November 8, 2021
When you scratch a Catholic,
a pagan pops out.
This insight was given to me many years ago by Jenny Beale, friend and founder of Brigit’s Garden near Galway. She was called to create the gardens seventeen years ago as a celebration of Brigit, goddess and saint, and to honor the ancient Irish festivals and sun celebrations. And they are stunning.
The gardens have become less a tourist destination that originally anticipated and more a resource for the local community. A few years ago a summer teddy bear picnic attracted 500 people. This event galvanized for Jenny the popularity and acceptance of the garden’s pagan focus by the local community.

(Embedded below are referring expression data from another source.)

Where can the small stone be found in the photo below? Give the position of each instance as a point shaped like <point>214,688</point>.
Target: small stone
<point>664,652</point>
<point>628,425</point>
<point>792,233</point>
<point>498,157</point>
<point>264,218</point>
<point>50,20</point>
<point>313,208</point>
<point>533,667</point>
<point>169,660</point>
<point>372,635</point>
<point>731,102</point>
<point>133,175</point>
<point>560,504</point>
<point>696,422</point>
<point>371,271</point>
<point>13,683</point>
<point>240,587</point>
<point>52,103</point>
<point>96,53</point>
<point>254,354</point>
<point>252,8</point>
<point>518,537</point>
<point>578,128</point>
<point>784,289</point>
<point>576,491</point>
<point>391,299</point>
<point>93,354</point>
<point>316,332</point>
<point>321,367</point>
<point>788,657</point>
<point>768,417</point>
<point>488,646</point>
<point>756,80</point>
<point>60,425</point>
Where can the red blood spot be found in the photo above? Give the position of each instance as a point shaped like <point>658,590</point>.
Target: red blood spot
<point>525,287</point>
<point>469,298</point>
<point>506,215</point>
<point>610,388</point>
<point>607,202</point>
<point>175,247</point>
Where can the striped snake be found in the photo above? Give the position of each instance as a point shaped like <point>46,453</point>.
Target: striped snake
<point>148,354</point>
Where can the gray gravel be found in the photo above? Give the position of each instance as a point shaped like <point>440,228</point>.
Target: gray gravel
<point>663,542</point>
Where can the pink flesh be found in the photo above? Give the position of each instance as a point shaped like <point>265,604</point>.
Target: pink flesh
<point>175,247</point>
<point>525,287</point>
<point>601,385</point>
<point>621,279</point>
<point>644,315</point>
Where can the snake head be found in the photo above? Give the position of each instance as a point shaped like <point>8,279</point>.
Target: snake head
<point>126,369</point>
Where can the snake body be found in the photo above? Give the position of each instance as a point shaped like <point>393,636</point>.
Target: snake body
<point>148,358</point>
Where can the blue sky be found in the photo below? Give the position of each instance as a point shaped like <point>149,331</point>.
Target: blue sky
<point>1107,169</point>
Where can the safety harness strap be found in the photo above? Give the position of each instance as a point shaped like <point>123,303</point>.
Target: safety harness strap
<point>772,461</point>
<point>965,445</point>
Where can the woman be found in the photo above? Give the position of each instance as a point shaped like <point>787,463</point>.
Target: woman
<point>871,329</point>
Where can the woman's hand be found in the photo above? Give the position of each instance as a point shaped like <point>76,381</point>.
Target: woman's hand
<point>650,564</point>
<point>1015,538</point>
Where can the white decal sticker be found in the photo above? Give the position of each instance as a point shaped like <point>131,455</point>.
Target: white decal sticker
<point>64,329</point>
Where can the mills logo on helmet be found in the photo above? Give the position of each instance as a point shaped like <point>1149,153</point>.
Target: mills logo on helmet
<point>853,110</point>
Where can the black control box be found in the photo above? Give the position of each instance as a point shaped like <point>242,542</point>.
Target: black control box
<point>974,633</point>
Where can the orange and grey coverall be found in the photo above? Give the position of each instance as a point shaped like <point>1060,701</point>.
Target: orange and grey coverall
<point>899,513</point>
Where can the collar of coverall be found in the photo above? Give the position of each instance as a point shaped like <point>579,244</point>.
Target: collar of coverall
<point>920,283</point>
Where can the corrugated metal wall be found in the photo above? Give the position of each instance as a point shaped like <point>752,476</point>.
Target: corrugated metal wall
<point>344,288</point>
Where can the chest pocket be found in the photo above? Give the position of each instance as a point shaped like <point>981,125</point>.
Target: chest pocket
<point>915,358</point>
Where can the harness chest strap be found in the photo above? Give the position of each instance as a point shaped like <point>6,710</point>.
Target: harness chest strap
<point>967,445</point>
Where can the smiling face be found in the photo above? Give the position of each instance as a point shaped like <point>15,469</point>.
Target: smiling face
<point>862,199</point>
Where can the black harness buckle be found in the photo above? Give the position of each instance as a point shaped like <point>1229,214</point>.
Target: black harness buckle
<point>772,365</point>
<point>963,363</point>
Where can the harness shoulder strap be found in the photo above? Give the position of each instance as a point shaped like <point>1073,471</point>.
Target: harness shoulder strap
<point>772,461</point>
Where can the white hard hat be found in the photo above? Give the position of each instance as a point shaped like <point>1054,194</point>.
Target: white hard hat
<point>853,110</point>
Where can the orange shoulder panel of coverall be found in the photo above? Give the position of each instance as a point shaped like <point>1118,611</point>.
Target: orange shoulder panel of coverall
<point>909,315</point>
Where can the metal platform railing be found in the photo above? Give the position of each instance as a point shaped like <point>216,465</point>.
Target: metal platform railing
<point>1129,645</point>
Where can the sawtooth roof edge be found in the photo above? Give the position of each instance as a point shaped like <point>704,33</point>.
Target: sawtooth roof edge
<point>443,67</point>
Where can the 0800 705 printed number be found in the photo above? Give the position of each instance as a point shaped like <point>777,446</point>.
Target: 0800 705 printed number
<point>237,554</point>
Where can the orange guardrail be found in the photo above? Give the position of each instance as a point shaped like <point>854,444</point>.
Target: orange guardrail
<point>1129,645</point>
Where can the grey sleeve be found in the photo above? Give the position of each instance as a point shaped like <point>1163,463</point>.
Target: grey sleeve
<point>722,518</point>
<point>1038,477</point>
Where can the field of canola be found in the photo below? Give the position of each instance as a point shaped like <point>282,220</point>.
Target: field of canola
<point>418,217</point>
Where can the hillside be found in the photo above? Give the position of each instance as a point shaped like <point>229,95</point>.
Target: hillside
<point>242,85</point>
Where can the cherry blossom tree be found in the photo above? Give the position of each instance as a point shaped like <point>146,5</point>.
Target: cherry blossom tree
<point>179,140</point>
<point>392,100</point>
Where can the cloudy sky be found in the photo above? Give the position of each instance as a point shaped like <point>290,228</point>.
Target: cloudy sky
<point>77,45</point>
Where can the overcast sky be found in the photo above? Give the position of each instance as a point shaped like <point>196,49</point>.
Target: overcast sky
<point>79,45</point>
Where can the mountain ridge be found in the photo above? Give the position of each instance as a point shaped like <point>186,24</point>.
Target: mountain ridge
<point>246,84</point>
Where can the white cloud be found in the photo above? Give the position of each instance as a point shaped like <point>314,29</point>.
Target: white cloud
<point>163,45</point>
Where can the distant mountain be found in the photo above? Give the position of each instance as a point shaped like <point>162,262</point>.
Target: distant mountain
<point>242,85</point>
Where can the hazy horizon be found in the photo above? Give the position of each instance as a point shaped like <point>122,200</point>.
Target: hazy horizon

Really, there was no need for her to worry. Indeed the bridge between the goddess and saint is a strong one for the Irish people. Whatever she might be called at any given time, she holds the divine feminine energy that is intrinsic to the culture of a country that is named after a goddess from Irish mythology. That knowing runs deep. And the evidence of a blurred distinction between is found everywhere. And the blurring includes Mary.
On our recent trip to County Clare we visited one of the most well known Brigit holy wells. The walls of the grotto that leads to the well are lined with statues of Brigit and Mary and on this statue the bridge is clear. The divine feminine is deeply woven in the culture, psyche, and heritage of the Irish people. No matter the name. No matter the religion.
It’s not only the land and sacred sites that hold the memory of an ancient time when people were more deeply woven with Earth and cosmic energies. It’s the people. For indeed, when you scratch the surface of Catholic veneer, the old ways emerge. And the vitality shines a bright light.